Concern 2: The Siren call of Security Council powers
The ‘non-selection’ of cases by the Prosecutor has been compounded by the (less surprising) refusal of the Security Council to exercise its powers under the Rome Statute with a modicum of consistency (most notably by refusing to refer the situation in Syria to the ICC, even after 65 UN states signed a petition requesting it to do so). This too was anticipated by African states at Rome in 1998, who nevertheless grudgingly accepted the Security Council’s role notwithstanding their well-founded fear that its power would be exercised capriciously, perhaps in the hope that the Rome Statute might be a launchpad for broader Security Council reform.
However, African states might not have anticipated just how central the Security Council would become to the ICC’s work, not just through the referral of situations (which itself appeared unlikely in 1998) but also through the willingness of the Prosecutor and the ICC’s supporters to operate within the shadow of its power (and politics). Or, as Schabas puts it, how the ICC would become ‘shackled to the priorities of the Security Council, with all that this entails, including the veto’, and ‘[march] in lock step with the permanent members’.
The most recent example of the Prosecutor and the ICC’s supporters’ cozy relationship with the Security Council, and its insidious effects, concerns the ongoing disputes regarding President Al-Bashir’s claim to Head of State immunity (debates that have become somewhat moot since his removal from office). Over the past decade academics have fiercely debated the status of President Al-Bashir’s immunity, and so when the issue finally came before the ICC Appeals Chamber in 2018 the Prosecutor was presented with a number of lines of reasoning from which to choose. Tellingly, she settled on an argument that not only further legitimates the role of the Security Council under the Rome Statute, it grants it extraordinary power beyond it (power that it did not even ask for), by endorsing the power of the Security Council to bind a state to a treaty to which it did not accede (and did so based on an expansive interpretation of the Security Council’s powers, and the terms of its resolutions).
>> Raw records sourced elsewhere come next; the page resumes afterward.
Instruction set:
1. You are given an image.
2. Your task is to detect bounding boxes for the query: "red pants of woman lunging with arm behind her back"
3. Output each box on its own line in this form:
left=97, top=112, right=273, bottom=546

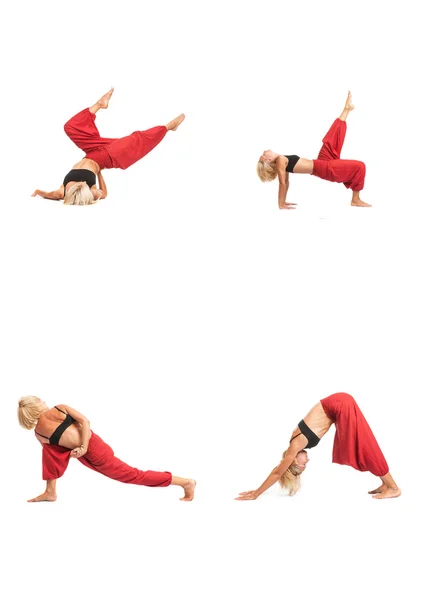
left=43, top=432, right=172, bottom=487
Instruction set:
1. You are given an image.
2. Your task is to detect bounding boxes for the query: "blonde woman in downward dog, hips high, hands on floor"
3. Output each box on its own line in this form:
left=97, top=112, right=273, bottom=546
left=236, top=393, right=401, bottom=500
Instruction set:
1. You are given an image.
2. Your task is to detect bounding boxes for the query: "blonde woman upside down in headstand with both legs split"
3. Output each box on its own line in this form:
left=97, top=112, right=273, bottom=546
left=32, top=88, right=185, bottom=205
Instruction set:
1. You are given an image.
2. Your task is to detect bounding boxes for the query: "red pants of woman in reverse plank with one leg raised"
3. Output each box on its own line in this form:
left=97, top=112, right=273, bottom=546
left=312, top=119, right=365, bottom=192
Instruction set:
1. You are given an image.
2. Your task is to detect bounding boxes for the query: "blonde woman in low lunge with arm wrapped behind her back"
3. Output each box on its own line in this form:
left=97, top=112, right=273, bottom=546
left=18, top=396, right=196, bottom=502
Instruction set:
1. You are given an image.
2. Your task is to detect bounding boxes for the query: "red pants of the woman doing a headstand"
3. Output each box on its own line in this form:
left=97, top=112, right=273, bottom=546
left=65, top=108, right=168, bottom=169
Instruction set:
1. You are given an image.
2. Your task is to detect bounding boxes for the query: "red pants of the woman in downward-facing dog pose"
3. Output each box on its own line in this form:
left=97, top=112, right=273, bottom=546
left=321, top=393, right=389, bottom=477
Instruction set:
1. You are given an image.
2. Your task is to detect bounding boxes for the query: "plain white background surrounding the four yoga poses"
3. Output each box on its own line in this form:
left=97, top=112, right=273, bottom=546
left=0, top=0, right=424, bottom=600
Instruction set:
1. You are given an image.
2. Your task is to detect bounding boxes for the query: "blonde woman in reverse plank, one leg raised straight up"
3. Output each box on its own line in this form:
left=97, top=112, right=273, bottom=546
left=256, top=92, right=371, bottom=209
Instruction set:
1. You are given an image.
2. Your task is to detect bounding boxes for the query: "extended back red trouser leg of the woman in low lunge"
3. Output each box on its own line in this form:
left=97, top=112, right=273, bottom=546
left=78, top=433, right=172, bottom=487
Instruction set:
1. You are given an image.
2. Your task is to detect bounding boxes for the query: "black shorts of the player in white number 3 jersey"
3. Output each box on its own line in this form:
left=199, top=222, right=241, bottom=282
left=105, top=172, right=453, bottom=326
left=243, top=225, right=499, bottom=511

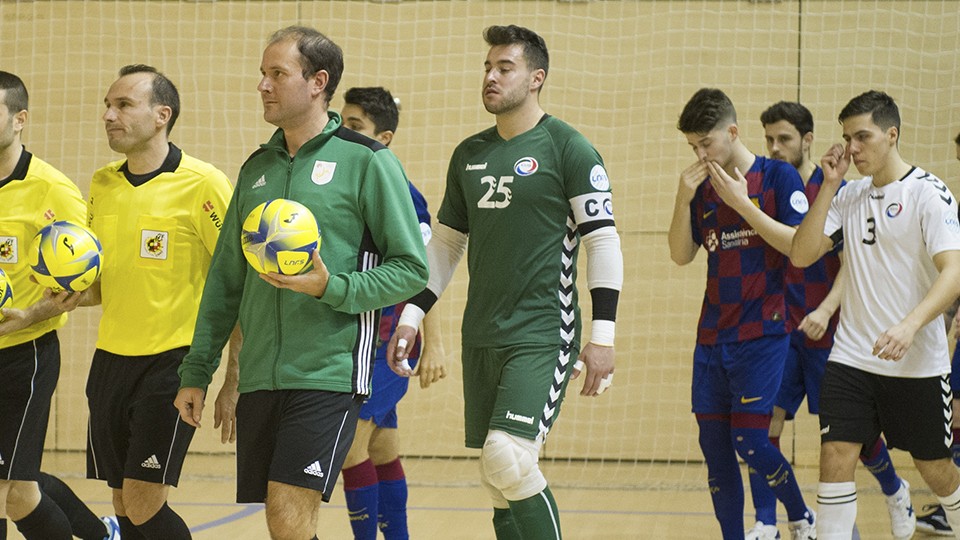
left=820, top=362, right=953, bottom=460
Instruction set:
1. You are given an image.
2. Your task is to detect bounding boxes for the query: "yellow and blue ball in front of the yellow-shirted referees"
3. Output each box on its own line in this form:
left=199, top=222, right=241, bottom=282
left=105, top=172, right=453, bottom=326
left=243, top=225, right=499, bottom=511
left=30, top=221, right=103, bottom=292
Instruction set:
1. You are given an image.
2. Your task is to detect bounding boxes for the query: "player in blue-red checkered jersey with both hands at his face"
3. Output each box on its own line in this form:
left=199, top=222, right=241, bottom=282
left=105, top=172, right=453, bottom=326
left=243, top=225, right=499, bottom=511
left=668, top=88, right=816, bottom=540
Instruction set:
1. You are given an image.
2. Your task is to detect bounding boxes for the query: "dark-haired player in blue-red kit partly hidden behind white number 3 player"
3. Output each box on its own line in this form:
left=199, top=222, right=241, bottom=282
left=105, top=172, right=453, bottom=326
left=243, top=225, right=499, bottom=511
left=746, top=101, right=915, bottom=540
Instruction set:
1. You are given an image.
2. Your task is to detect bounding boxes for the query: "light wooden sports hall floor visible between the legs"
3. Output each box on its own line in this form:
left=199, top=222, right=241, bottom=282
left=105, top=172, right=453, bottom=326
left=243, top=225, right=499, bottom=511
left=8, top=452, right=933, bottom=540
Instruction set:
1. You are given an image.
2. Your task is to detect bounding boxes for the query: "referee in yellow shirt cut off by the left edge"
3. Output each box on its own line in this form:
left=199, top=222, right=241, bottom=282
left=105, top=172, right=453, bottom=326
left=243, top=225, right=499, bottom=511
left=0, top=71, right=85, bottom=540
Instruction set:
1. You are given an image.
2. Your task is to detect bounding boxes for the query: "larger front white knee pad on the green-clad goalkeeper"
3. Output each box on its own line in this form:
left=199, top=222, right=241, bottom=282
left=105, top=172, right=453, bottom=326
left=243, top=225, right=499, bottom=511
left=480, top=430, right=547, bottom=501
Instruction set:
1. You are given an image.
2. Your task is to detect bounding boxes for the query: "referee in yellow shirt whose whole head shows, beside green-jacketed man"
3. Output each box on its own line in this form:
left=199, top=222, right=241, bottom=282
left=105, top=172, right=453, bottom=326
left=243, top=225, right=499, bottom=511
left=83, top=64, right=232, bottom=540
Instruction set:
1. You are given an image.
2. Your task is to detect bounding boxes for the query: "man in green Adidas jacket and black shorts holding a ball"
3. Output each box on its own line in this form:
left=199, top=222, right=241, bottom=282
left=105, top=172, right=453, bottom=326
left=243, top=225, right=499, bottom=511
left=175, top=27, right=427, bottom=538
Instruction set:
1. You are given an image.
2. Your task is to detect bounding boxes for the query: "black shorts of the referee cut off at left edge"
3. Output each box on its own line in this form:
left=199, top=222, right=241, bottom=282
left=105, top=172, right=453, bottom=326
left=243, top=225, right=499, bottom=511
left=0, top=331, right=60, bottom=481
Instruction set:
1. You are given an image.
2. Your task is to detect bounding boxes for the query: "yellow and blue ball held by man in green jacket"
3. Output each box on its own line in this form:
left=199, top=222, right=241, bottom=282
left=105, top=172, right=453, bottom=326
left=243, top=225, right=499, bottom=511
left=240, top=199, right=320, bottom=275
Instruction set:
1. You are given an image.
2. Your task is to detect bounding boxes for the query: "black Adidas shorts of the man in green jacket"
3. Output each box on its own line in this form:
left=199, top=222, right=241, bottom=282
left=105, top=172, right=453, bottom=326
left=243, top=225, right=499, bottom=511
left=237, top=390, right=365, bottom=503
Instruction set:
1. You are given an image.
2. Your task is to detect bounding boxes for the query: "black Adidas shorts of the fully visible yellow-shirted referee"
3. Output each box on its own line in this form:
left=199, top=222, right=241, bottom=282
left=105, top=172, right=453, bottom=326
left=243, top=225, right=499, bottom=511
left=87, top=347, right=194, bottom=489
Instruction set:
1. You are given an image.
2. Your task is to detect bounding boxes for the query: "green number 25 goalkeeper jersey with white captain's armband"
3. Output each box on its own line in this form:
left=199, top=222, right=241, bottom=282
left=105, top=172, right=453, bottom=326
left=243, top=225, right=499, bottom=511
left=437, top=115, right=613, bottom=347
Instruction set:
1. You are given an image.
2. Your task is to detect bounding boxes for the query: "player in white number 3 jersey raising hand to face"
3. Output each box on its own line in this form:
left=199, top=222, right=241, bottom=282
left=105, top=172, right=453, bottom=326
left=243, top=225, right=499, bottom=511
left=790, top=90, right=960, bottom=540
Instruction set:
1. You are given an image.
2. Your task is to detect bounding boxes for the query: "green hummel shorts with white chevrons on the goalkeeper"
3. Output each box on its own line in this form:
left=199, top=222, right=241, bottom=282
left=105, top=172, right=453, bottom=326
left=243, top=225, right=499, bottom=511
left=463, top=344, right=579, bottom=448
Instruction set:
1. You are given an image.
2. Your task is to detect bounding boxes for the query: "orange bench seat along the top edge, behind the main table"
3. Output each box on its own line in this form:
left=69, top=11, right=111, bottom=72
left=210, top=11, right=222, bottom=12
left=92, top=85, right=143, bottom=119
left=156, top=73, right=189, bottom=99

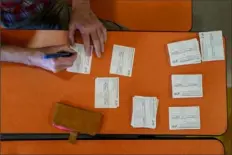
left=69, top=0, right=192, bottom=31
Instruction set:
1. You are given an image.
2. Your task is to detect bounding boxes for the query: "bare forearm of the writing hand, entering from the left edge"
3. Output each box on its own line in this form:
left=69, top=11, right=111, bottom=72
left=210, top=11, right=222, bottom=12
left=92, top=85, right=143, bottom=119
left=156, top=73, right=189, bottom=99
left=1, top=46, right=36, bottom=65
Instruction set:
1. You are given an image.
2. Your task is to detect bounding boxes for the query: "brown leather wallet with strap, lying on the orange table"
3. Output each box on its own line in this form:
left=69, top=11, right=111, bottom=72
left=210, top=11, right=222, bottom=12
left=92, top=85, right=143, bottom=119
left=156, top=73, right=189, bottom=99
left=53, top=103, right=102, bottom=141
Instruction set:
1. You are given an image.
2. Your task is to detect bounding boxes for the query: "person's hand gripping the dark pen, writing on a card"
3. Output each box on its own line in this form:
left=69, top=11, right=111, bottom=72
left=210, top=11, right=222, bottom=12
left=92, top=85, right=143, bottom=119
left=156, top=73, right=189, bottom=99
left=30, top=45, right=77, bottom=73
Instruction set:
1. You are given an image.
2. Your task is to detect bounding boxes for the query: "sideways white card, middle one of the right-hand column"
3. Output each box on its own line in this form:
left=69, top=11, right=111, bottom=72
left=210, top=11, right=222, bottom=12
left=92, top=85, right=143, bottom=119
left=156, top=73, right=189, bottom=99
left=172, top=74, right=203, bottom=98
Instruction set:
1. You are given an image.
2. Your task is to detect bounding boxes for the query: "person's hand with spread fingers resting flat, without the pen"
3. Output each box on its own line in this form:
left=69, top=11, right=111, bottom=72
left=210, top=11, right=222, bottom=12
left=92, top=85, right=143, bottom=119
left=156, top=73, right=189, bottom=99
left=69, top=6, right=107, bottom=57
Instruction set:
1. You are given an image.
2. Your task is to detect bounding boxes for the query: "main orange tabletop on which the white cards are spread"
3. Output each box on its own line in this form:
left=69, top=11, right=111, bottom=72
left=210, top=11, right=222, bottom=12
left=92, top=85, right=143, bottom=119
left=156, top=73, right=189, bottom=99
left=1, top=30, right=227, bottom=135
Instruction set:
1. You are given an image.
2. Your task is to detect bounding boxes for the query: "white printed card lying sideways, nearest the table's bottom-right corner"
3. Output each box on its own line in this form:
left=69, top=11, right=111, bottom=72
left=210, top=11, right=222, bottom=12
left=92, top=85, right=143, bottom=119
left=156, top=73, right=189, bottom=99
left=169, top=106, right=201, bottom=130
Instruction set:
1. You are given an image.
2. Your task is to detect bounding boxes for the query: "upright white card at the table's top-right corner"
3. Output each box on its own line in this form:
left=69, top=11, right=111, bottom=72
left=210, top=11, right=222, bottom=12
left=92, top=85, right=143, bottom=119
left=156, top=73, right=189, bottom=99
left=199, top=31, right=225, bottom=61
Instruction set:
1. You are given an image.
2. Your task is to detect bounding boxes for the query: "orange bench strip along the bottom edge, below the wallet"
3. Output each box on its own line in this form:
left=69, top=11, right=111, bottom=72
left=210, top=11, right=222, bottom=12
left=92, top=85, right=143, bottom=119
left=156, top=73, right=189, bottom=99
left=1, top=140, right=224, bottom=155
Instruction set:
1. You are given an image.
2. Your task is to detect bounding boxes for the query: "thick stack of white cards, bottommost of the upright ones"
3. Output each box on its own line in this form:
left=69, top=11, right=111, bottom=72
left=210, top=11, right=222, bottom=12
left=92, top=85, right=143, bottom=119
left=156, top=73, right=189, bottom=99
left=131, top=96, right=159, bottom=129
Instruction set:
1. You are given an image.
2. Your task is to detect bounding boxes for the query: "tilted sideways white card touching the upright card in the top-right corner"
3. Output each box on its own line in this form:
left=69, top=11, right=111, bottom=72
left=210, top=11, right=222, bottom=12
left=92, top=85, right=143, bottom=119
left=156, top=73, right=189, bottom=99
left=168, top=39, right=201, bottom=66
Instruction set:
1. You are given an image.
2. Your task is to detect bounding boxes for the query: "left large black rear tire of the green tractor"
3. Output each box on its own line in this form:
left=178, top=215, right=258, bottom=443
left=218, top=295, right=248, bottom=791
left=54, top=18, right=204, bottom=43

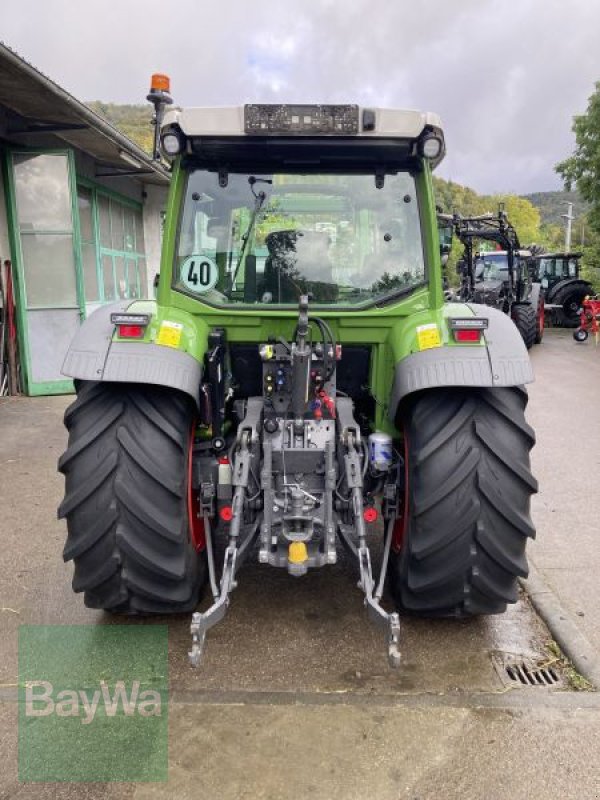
left=58, top=382, right=206, bottom=614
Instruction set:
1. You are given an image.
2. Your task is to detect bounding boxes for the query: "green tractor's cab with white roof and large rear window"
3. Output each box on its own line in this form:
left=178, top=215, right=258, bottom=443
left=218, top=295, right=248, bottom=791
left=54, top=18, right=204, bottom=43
left=157, top=105, right=444, bottom=311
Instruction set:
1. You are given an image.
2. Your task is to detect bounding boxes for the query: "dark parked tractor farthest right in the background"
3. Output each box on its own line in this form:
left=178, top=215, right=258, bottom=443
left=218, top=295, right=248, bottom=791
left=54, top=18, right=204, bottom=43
left=530, top=253, right=594, bottom=328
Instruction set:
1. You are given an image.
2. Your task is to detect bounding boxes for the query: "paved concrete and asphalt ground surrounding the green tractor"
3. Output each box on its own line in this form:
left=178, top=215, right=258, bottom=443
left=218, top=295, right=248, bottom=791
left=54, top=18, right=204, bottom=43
left=0, top=331, right=600, bottom=800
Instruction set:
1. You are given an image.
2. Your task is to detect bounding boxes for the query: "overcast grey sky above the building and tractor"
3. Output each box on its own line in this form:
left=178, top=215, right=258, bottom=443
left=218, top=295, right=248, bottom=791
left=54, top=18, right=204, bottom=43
left=0, top=0, right=600, bottom=193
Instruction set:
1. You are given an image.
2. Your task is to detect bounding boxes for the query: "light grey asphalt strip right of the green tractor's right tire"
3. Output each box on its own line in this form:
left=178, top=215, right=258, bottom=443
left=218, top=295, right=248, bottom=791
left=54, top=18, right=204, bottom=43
left=528, top=329, right=600, bottom=651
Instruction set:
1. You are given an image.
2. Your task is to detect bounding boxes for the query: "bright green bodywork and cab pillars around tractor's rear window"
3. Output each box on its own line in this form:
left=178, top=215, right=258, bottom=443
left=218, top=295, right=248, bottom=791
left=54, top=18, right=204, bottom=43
left=119, top=160, right=485, bottom=433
What is more, in respect of the fears voiced by African states in 1998 of a sovereignty-usurping international court (which we will discuss in Part II of this post), the Prosecutor did little to allay these by arguing that, when it came to arrest President Al-Bashir, states were ‘nothing more than the Court’s agent in executing the Court’s arrest warrant’, with domestic police and so on now acting under the ‘enforcement jurisdiction … of the Court’.